Шестым из пяти будут звезды и иней на них,
на облаках - то ли лица судей, то ли овал чужих.
Впрочем, выжившие аборигены всегда искали дур в дом -
так поживи  и ты, с октября свешиваясь за балкон.

Разве очарованье - то, что искали мы ...
Наши речи свиристели невнятно - даже для нас самих,
с потопом пришел к дверям вторник и всё что с ним
или все. Я не помню, как постарел и сплыл 
твой материк с этого острова - не сохранив слог,
мы видим, как зреет острое и подлог.
Короче,  если можешь о боли - то начинай, но я
покидаю осень серым камушком воробья.

... и не спеши без меня в свой дурной фокстрот -
что там в тебе нарыл мой паскудный крот!
Человек - это сумма его душевных расстройств,
и прогрессия их - его судьба. Из десяти свойств
называй хоть одно, что нас оправдает. С Итак
не возвращаются, потому что там - прошлое. Белый мрак
растворяет память в пену морскую. Ладонь
не вмещает колосья - значит, их рано разлучили с землей.

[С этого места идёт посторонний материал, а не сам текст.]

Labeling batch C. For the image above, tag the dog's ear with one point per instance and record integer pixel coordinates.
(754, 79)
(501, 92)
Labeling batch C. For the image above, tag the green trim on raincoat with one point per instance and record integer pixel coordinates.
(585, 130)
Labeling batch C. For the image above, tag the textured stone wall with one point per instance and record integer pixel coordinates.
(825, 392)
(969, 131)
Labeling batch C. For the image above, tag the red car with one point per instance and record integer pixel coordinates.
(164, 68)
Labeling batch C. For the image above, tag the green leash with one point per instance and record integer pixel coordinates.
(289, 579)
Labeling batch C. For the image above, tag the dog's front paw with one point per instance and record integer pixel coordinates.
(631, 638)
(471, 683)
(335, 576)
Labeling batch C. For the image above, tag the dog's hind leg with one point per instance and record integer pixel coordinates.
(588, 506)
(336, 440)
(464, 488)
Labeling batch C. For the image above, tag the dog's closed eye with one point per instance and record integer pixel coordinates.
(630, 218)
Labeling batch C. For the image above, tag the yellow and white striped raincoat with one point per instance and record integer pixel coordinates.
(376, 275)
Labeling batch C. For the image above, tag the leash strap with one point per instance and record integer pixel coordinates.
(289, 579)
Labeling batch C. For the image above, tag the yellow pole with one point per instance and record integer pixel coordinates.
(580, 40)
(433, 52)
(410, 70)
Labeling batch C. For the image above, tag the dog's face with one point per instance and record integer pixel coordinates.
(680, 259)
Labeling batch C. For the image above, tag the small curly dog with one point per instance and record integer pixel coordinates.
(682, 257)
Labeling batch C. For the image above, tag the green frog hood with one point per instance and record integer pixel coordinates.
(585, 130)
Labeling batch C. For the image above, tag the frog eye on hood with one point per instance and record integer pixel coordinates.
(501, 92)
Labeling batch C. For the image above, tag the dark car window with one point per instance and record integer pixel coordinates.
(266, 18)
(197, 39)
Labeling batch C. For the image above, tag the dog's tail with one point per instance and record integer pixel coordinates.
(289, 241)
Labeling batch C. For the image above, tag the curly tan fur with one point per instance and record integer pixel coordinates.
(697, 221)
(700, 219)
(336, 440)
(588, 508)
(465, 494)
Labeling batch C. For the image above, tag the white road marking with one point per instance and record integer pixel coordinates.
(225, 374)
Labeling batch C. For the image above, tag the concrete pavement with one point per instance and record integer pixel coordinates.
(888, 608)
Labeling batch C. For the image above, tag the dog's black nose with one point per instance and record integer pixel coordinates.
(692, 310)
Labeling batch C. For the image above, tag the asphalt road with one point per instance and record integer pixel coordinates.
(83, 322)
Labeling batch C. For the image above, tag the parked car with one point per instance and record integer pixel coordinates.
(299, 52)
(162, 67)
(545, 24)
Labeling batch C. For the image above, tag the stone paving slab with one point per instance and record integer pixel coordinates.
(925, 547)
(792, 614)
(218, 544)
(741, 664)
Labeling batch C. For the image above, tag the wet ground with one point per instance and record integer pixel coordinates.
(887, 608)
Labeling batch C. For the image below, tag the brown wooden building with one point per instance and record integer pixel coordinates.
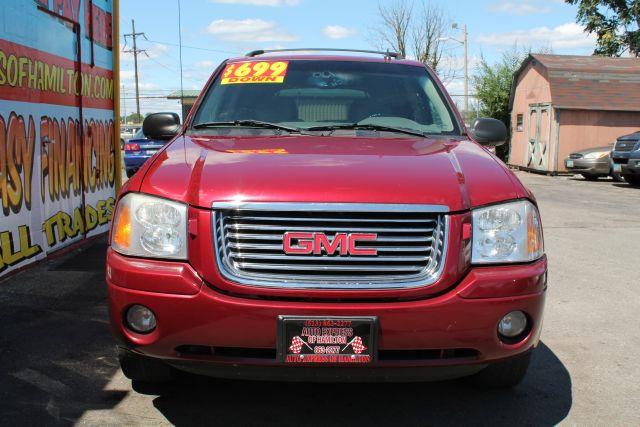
(561, 103)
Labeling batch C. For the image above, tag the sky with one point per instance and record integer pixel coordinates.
(213, 30)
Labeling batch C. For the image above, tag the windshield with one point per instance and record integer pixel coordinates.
(306, 94)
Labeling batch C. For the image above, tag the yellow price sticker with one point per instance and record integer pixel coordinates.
(255, 72)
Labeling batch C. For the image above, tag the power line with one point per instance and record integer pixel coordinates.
(135, 52)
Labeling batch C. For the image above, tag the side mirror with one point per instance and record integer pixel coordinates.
(489, 132)
(161, 126)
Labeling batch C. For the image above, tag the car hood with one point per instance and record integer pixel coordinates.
(607, 149)
(201, 170)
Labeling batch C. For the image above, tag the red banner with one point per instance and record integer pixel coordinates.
(31, 75)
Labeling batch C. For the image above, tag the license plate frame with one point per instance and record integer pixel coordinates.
(364, 327)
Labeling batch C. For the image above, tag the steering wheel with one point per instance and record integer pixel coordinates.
(372, 116)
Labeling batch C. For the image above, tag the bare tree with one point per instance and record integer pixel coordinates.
(421, 33)
(429, 31)
(395, 23)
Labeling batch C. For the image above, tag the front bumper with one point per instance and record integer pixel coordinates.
(190, 314)
(589, 166)
(135, 161)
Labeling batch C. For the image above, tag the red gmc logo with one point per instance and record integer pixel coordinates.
(342, 243)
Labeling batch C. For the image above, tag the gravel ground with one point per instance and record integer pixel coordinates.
(58, 365)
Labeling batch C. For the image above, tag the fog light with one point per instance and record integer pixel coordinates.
(140, 319)
(512, 324)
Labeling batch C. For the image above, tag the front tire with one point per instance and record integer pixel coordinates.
(590, 177)
(616, 177)
(506, 374)
(144, 369)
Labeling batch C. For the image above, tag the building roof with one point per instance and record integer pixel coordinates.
(589, 82)
(193, 94)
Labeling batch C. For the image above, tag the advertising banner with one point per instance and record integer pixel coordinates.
(58, 141)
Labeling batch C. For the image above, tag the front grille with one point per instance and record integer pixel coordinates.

Наше дыханье - рана воздуха, сон - лучшее, что я мог 
придумать с клочком старой овчины. И всякий пророк
распят на чужой тишине и своем одиночестве. Срок
завершится в пятницу, в полночь, в полдень, в срок.
Письмо бамбуковой палочкой на 28 июня 2002 года

							O.I.

Желание вернуть себя снегу ослабевает. Холод
развешивает к рождеству птиц и дохлых собак на заборах.
Нащупав лицо темноты, вспоминаю: двадцать восьмого
непрожитый год, обветшав нами, на прорехи посмотрит строго.
Даже если наши острова больше времени или воли,
контурам их не лишить нас боли
птичьей, судороги зрачков или губ прозрачных
на пластике стаканов, оставленных в злачных.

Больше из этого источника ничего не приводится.